O novo Magistério não é o Magistério da Santa Igreja, ainda que tenha coisas verdadeiras, mas misturadas com falsas. Assim, as diversas doutrinas dos diversos hereges são falsas, ainda que tenham coisas verdadeiras, pois estas estão misturadas com falsas. A Igreja só tem o direito (e o dever) de transmitir o depósito revelado, no qual, evidentemente, não há erro algum.

Conclusão: submeter-se ao Catecismo tradicional, ao Magistério tradicional, ao Código de Direito Canônico anterior ao novo, aos Sacramentos tradicionais, à Missa de sempre, é submeter-se à Santa Igreja e à hierarquia da Santa Igreja, é submeter-se ao Papa e ao episcopado católicos. Pois quando, por uma imperscrutável permissão divina, ocorre de o Papa e os bispos pertencerem a uma seita (ainda que verdadeiro Papa e verdadeiros bispos, que ocupam verdadeiros postos na hierarquia católica), eles passam a não ser mais referência para os católicos, os quais devem referir-se aos Papas anteriores a essa situação anormal, e aos bispos que ainda hoje se opõem a essa situação.

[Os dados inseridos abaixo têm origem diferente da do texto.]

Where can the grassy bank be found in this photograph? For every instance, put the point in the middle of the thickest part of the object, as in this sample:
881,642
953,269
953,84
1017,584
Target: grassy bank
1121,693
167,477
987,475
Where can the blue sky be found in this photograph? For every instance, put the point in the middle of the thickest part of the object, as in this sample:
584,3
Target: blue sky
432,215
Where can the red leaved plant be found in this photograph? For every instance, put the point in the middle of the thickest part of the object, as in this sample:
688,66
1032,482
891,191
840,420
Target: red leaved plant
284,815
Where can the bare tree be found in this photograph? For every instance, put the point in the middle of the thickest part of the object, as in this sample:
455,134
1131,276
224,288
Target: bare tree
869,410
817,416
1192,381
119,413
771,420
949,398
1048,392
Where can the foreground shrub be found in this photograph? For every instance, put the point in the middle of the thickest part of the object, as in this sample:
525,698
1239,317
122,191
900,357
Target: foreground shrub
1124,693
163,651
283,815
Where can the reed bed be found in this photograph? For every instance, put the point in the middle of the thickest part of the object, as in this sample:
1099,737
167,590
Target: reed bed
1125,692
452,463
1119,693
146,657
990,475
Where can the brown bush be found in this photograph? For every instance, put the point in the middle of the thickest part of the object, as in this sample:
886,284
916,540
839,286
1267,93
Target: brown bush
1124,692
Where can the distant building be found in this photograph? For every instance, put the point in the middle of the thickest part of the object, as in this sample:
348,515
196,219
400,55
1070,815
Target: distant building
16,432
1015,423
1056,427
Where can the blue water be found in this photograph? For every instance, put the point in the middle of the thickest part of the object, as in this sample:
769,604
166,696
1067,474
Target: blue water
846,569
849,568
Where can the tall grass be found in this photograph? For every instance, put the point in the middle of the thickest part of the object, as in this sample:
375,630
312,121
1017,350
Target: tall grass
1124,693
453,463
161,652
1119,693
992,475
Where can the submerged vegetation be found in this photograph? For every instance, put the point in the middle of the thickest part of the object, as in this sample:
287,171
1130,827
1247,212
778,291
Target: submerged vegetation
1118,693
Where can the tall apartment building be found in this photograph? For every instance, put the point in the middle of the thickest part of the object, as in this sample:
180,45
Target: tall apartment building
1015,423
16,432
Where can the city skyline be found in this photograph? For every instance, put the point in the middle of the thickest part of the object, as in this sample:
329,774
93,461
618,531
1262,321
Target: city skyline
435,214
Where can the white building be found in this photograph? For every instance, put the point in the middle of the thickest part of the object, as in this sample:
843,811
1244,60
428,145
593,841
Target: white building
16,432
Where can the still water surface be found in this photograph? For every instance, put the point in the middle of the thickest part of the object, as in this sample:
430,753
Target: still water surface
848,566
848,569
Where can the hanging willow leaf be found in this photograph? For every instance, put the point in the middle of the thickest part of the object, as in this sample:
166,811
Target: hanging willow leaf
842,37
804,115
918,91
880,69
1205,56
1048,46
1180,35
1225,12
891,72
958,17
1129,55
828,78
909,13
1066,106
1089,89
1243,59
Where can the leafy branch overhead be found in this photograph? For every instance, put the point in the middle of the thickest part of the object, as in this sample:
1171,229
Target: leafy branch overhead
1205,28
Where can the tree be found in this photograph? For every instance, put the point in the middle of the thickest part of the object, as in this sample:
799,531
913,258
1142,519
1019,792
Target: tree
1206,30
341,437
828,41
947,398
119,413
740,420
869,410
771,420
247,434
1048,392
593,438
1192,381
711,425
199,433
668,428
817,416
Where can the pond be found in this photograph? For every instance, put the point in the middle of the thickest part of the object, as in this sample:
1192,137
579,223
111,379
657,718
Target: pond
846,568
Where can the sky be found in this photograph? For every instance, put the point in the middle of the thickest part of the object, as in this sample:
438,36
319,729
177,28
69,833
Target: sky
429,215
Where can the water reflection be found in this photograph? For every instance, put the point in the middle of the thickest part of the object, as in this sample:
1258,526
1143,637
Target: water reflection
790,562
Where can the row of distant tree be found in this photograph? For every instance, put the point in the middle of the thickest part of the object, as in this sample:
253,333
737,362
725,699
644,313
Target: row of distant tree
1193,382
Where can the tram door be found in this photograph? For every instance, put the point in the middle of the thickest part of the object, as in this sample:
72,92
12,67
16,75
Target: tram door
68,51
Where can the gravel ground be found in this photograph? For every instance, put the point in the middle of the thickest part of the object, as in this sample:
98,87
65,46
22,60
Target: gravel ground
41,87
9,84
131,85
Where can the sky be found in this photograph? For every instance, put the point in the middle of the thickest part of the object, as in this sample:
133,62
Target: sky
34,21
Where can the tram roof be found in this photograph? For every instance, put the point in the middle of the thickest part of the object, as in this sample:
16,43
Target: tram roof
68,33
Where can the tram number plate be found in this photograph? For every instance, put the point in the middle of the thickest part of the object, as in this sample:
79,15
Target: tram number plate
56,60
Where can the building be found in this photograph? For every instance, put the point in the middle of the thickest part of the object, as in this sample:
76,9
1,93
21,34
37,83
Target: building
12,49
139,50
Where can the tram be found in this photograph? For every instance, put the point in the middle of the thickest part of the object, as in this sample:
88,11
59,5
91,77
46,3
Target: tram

O que está ocorrendo atualmente na Igreja é dramático. Nossa atitude pode ser mesmo apavorante para alguém que não mediu a profundidade do problema. Mas é um fato. As coisas são o que são, e não podemos “tapar o sol com a peneira”. Queira Deus que Ele continue a ter misericórdia de nós, mostrando às pessoas, como tem feito frequentemente, quão verdadeiro é o nosso modo de encarar essa fase da história da Igreja, pela qual passamos. Que Maria Santíssima não nos abandone e nos faça perseverar na fidelidade à Igreja de Seu Divino Filho.